Friday, December 27, 2013

Academic Acknowledgments

When I pointed out a strange acknowledgments section previously, I hadn't been aware that apparently such strangeness is common, according to an article in Slate.

Friday, November 22, 2013

Doh!

Singh is coming out with a book on the math in "Simpsons." Did Homer find a counter-example to Fermat's Last Theorem? Does 3987 raised to the twelth power added to 4365 raised to the twelth power = 4472 raised to the twelth?

Bonus: I forgot to include a link to this interesting article in the NYT a few days ago about a tenured professor who got fired and arrested after Georgia Tech apparently got offended by his high-flying ways.

Sunday, November 17, 2013

Fascination with Physics

  • In this interesting interview with George Clooney there's mention that his dog is named "Einstein."
  • Laurie Anderson says farewell to Lou Reed in Rolling Stone and mentions regretting that she "never studied physics."
  • A variety of business folk apparently studied physics in undergrad. Jeff Bezos of Amazon, Elon Musk of Tesla (among other ventures), and a third...but I can't place him. Maybe a reader can trigger my memory?

Saturday, November 02, 2013

Outside academia

The NYT has an article on "The Repurposed Ph.D.: Finding Life After Academia — and Not Feeling Bad About It." I didn't see anything too insightful to quote, but there were some links to blogs that might be worthwhile. Are there really lots of people entering PhD programs who are not aware of the meager job prospects?

Wednesday, October 23, 2013

Looking a gift horse in the mouth

I'm all for the questioning of authority, but this seems strange...check-out the "Acknowledgments" of this paper: http://arxiv.org/pdf/1310.6052v1.pdf.
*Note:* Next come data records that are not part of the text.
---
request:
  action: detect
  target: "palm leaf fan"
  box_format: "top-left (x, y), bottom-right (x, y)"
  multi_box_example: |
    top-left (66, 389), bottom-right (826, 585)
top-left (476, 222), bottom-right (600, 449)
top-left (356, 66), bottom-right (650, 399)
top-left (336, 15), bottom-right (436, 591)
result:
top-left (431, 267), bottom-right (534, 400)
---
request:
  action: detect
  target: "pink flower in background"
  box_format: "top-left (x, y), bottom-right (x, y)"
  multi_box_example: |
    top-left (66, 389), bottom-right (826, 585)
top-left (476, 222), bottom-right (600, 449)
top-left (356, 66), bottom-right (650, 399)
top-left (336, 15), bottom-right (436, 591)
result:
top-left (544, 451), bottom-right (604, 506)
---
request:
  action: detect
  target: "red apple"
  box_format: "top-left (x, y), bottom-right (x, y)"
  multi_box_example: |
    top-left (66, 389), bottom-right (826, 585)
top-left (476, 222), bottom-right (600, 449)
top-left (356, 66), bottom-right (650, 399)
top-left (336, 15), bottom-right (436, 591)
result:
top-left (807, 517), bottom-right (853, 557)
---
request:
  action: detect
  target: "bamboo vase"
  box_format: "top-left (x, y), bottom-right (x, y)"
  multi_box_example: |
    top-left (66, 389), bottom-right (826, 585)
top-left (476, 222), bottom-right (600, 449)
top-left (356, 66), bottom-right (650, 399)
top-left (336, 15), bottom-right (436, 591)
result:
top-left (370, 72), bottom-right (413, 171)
I'm not sure what "caps" they're talking about...the limit of three-months of summer salary in total (from all agencies) per summer? The NSF's cap at two months? And they question the "lack of support of basic research in general"? Are they suggesting that this paper is applied, not basic? Very strange, even for Willy.

Update: Peter Woit explains at least part of the issue...NSF's salary caps on summer salary. I was thinking things were so tight for Willy that he needed a second job as an EMT, but apparently his EMT gig is as a volunteer. Also note, that there's a new version with a much more politically correct ack.

Saturday, January 05, 2013

Breaking News

I know that I'm everyone's source for late-breaking physics-news, and so I've rushed to the terminal (neh, laptop) to update you all.

Everyone's favorite Star Trek-related author and physicist Lawrence Krauss is talking about The Higgs Boson Hangover. It's pretty mild compared to what Peter Woit might say, but then again this is in Slate and probably reaches a wider audience. The older I get, the more I realize that I continually overestimate the understanding of science and how it proceeds by the general public. And so it's good to publicize that scientists tend to want to be surprised instead of proven right.

Doug is discussing some fraud in the biomedical community about which I was completely unaware. This is, of course, part-in-parcel of how science corrects itself. Teaching the scientific method in school is all well-and-good, but I think it would behoove us to teach how science-the-enterprise corrects for the faults of those who practice it.

Slashdot today mentions a Forbes article about how I've got such a low-stress job. The link isn't working for me and so I've not read it, but apparently there's a big stink about it, and Slashdot has a number of links to some arguments against.

Finally, unrelated to physics, I wanted to link to a couple pieces by, and with, the person who turned-in Bradley Manning for allegedly leaking all those documents to Wikileaks: a very difficult piece by Adrian Lamo and a chat with him and someone else. Whatever one thinks of Manning's actions, the torture he's been put-through is awful and inexcusable.